Le conté lo de la pastilla de Drácula. Cuando acabé, me preguntó:

—¿Te ha dicho Drácula cuánto dura el efecto del sucedáneo de sangre?

¡Oh, no! ¡En eso no había pensado para nada!

—¿Toda una vida inmortal? —preguntó Max—. ¿Un mes? ¿Un día? ¿Dos horas?

Naturalmente, no sabía la respuesta. Así pues, le contesté confundida:

—Otro consejo que te irá bien en la vida, hijo mío: a nadie le gusta que lo alerten de cosas desagradables.

Para escapar de las ganas de apareamiento de Frank y pasar un tiempo con Ada, distribuí las habitaciones como sigue: Frank / Max, Jacqueline / Cheyenne y Ada / una humilde servidora.
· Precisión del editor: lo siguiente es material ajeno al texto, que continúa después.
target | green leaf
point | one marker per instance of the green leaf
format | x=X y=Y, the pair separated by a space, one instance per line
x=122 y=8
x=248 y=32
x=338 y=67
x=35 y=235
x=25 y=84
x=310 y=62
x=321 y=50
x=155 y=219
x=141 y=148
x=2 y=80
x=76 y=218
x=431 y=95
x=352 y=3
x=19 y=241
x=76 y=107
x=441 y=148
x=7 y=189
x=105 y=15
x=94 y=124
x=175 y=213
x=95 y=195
Fui con mi hija momia a una habitación equipada con váter autolimpiable, dos mantas carcelarias y un caduco televisor de tubo.

No obstante, me alegraba de poder estar a solas con Ada, aunque la pobre estuviera cansada y nerviosa. Así podría encontrar la primera de las tres llaves que necesitaba para salvar a mi familia.

—Qué bien que tengamos tiempo para estar juntas —le dije para animarla.

Me miró como si hubiera dicho: «Qué bien que las dos tengamos gastroenteritis.»

—Quiero decir... que por fin podemos charlar un rato tranquilamente.

Casi se pudo oír a Ada pensando crispada: «Súuuuper.»

—Una verdadera conversación madre-hija—proseguí de todos modos, contenta. No podía esperar que se abriera a mí enseguida.

—Si vuelves a hablarme de educación, me tiro por la ventana —contestó.

Ese tema me apetecía tan poco como a ella. Las conversaciones sobre educación que le había impuesto a Ada en los últimos años seguramente no se contaban entre los momentos estelares de la historia de la comunicación.

—No —la tranquilicé—, iba a preguntarte si querías alguna cosa.

—¿Además de dejar de ser una momia? —contestó.

—Me refería a alguna cosa de mí... como madre —le aclaré con dulzura.

Me escrutó con la mirada y, cuando le sonreí, me preguntó esperanzada:

—¿Va en serio?

—Sí. Totalmente en serio.

—Bueno —titubeó al principio—, antes que nada, estaría bien que no me gritaras tanto.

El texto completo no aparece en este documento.